10-K Thirst Quencher was a sports drink that competed with Gatorade, Powerade, and other sports drink brands.

It was bottled in the USA by Kentwood Spring Water, but was a brand owned by Suntory, a Japanese conglomerate. It was marketed in the US with the slogan "Really Really Good Stuff", and was probably named for the 10K race. 

A television commercial promoting 10-K in the New Orleans, Louisiana market appeared in 1987 featuring New Orleans Saints coach Jim Mora, LSU Tigers football coach Mike Archer, Tulane Green Wave football coach Mack Brown, and LSU men's basketball coach Dale Brown. Another ad appeared circa 1994, promoting a chance for viewers to look under the cap to win a trip to Nickelodeon Studios in Orlando, Florida and attend a taping of Nickelodeon GUTS (complete with a chance to climb the Aggro Crag). Runners-up received various other GUTS merchandise.

The drink seems to have disappeared from national markets around 2002 due to a drought in profits.
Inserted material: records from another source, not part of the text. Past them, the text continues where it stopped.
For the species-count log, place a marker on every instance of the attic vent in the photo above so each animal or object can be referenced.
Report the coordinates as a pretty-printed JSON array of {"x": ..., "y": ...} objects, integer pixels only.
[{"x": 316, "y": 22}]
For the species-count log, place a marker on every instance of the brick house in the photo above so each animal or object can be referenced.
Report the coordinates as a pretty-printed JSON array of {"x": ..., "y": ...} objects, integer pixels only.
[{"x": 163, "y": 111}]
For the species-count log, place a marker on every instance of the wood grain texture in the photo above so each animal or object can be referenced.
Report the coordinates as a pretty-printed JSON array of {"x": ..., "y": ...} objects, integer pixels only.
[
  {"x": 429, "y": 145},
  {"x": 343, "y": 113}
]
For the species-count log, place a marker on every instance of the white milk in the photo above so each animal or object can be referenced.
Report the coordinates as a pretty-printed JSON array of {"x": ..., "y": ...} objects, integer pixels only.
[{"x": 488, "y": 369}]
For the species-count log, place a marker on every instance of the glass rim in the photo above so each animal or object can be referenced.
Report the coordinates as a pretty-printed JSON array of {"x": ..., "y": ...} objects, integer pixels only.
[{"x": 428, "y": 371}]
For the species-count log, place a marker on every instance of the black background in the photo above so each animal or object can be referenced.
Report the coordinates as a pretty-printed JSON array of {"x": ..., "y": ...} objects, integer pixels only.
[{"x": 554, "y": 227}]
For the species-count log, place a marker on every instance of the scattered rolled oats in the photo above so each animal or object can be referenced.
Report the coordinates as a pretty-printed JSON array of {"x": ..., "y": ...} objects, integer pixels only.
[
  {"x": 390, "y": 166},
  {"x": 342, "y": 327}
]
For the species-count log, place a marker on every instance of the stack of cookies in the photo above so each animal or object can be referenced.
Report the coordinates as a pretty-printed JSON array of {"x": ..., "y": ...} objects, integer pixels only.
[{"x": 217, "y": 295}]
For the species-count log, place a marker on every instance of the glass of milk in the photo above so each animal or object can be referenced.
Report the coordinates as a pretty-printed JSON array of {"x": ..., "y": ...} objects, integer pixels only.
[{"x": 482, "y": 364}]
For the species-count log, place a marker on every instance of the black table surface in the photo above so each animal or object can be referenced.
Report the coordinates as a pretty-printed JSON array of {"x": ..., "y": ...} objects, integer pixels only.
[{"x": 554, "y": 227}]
10K was formerly used by college and professional sports teams as their preferred sports drink vendor in the 1980s and 1990s such as Florida Eagles.
It was used by the athletic department at Florida State University until at least 1995. The New York Fire Department formerly equipped its "Recuperation and Care," or "RAC," units with 10-K, to be served to firefighters at the scenes of major incidents.